檀香袅袅,县尉张成端坐于宽大的雕花椅上,指尖轻轻摩挲着一卷墨迹未干的呈报,深邃的目光落在下方垂首而立的楚白身上。
“很好。”
张成放下卷宗,紧绷的威严面孔上难得露出一丝笑意,“这大半年来,安平县的妖邪卷宗清减了近四成,你统领的斩妖队,当真是让这辖区面貌焕然一新。”
对于楚白这个一手提拔上来的斩妖令,张成此时是打心底里感到满意。
想当初,他力排众议强行改制,撤去原有的三支杂乱队伍,重组为“斩妖”、“镇魔”两支精锐,此举无疑动了县里不少地头蛇和保守势力的利益。

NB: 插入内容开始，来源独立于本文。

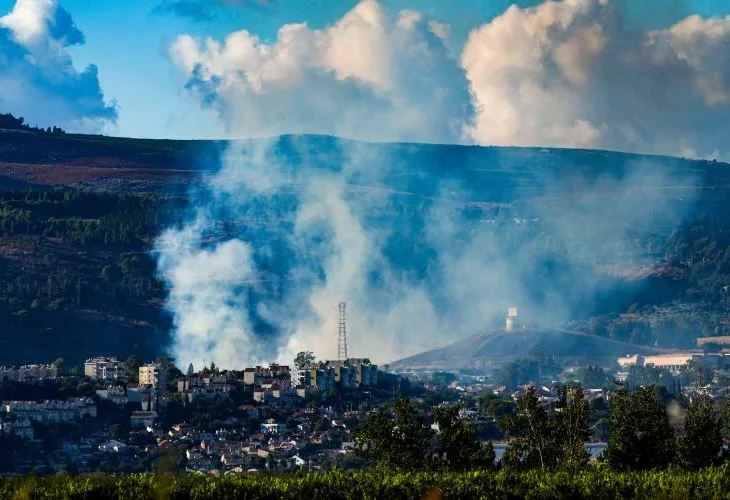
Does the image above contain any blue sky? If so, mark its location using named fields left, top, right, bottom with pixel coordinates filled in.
left=0, top=0, right=730, bottom=143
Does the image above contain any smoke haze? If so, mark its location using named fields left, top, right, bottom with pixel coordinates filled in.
left=157, top=0, right=712, bottom=368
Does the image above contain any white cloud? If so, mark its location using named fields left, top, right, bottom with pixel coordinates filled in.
left=171, top=0, right=730, bottom=158
left=0, top=0, right=117, bottom=132
left=171, top=0, right=473, bottom=142
left=462, top=0, right=730, bottom=157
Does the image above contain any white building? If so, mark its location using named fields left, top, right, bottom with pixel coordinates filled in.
left=84, top=357, right=126, bottom=381
left=96, top=385, right=129, bottom=406
left=139, top=363, right=168, bottom=393
left=0, top=365, right=58, bottom=384
left=261, top=418, right=286, bottom=436
left=5, top=398, right=97, bottom=424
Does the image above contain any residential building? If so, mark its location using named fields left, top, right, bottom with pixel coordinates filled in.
left=697, top=335, right=730, bottom=348
left=617, top=352, right=701, bottom=375
left=129, top=411, right=157, bottom=429
left=243, top=364, right=292, bottom=390
left=0, top=365, right=58, bottom=384
left=0, top=418, right=35, bottom=440
left=96, top=385, right=129, bottom=406
left=4, top=398, right=97, bottom=424
left=139, top=363, right=168, bottom=394
left=84, top=357, right=126, bottom=382
left=177, top=375, right=234, bottom=401
left=261, top=418, right=286, bottom=435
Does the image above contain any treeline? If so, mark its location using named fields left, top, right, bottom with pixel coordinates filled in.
left=0, top=113, right=66, bottom=135
left=356, top=386, right=730, bottom=472
left=7, top=464, right=730, bottom=500
left=0, top=189, right=185, bottom=364
left=0, top=190, right=185, bottom=249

那时县令的态度始终模棱两可,暗地里的豪族更是蠢蠢欲动,等着看这场闹剧收场。
然而,楚白用一份份带血的功勋堵住了所有人的嘴。
能做成事,在这以实力和政绩为考量的大周官场,便是最硬的道理。
“自从卢家那颗毒瘤被你亲手剜掉后,城里的气氛确实清爽了不少。”
张成感叹道,身体微微前倾,“那些个往日里喜欢在阴影里搞小动作的家族,如今见着咱们镇邪司的铁牌都要绕着走。这成立不久的斩妖司,总算是杀出了几分名动安平的威名。”
楚白神色从容,并未因夸奖而露出半分骄态,只是拱手应道:“皆赖县尉大人运筹帷幄,下属不过是依令而行。”
张成不置可否地笑了笑,话锋忽然一转,语气变得有些玩味:“不过,我最近倒是听闻,你与那吴家走得挺近?”
值房内的气氛似乎随着这一问微微凝滞。
楚白自离开道院、获得仙吏身份以来,便一直被视为张成的绝对心腹,是张成在镇邪司内最信任的利剑。
此时张成突然提及吴家,似是随口一问,实则包含了几分试探——在这官场之上,嫡系部下若与外部豪族私交过密,往往是忌讳的开端。
楚白抬起头,眼神不卑不亢,声音清澈依旧:“回禀大人,吴家的吴尚乃是恩师张道人的故交。因着这份香火情,恩师引荐,属下确实帮了他们一点私下里的小忙。”
说到这,他顿了顿,语气变得坦荡:“不过,在下受大人提拔,自是不敢因此徇私误公。
吴家寻狐之事,曾私下馈赠过一件法器,属下已将其封存于司内库房,登记在册。